Harassée par la montée, j’essuie mon front et lève enfin le regard vers la vallée. Que j’aime cet endroit. L’air si pur, les rizières ondulantes, la forêt qui sert d’alcôve au village. Je remplis mon cœur de ce panorama qui a bercé mon enfance. Je suis venue lui dire au revoir.

Nous nous retrouvions ici, souvent, à la fin d’une course effrénée, une façon de mesurer nos forces. Garçon ou fille, cela avait peu d’importance. Nous étions si jeunes et les adultes avaient d’autres chats à fouetter. Nous courrions tous, pêle-mêle, les grands s’occupant des petits qui chutaient, souvent, avant d’atteindre le sommet. Les grands… Honomi, Satou et moi.

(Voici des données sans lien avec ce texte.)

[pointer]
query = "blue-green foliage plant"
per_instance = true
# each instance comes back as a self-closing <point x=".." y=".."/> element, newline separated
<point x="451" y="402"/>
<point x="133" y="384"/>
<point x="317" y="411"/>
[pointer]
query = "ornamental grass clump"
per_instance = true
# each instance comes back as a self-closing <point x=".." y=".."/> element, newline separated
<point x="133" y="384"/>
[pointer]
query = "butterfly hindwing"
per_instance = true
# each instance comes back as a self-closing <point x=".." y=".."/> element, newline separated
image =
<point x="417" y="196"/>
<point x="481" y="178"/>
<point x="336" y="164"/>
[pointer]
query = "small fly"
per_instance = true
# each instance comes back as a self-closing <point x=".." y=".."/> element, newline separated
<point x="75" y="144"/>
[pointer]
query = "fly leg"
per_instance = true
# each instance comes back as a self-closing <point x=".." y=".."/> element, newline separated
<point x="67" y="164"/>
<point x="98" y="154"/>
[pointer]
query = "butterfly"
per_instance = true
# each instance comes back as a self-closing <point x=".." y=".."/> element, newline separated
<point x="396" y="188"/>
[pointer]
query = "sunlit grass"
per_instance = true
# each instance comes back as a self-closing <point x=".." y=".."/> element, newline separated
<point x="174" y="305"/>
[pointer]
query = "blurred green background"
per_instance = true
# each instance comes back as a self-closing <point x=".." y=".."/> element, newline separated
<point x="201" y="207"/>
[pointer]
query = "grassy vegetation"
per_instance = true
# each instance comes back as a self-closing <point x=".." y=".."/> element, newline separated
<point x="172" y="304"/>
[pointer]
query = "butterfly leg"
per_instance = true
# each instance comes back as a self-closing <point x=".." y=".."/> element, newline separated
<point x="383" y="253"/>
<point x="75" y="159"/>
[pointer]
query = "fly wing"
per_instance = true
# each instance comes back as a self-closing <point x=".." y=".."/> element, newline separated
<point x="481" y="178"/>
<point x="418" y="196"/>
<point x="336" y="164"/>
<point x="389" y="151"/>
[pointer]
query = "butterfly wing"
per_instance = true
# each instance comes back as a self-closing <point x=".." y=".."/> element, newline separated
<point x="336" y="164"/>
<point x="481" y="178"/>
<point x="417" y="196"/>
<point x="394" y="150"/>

Honomi Mane était notre ainée de un an. Satou Kagefusa et moi, Hirata Tane, étions nés le même jour. Honomi était une battante, douée d’une grande force intérieure. Elle était plutôt frêle pourtant sa vivacité lui permit bien souvent de dépasser Satou à la course. Nous étions inséparables tous les trois. Jusqu’à cette expédition pour ramasser du petit bois où nous découvrîmes un sanctuaire abandonné. Je ne voulais pas entrer, j’avais peur. Rien que regarder l’autel brisé, halo de pierre grise au milieu de la pénombre, me donnait des frissons. « Allons-nous-en. Le Dieu de ce sanctuaire doit être très en colère que personne ne l’entretienne. Je suis sûre qu’il est très fâché » dis-je tout bas. Satou, toujours prêt à montrer sa bravoure, nous défia : « Celui qui touche l’autel en dernier devra servir son déjeuner à Ojisan pendant une semaine».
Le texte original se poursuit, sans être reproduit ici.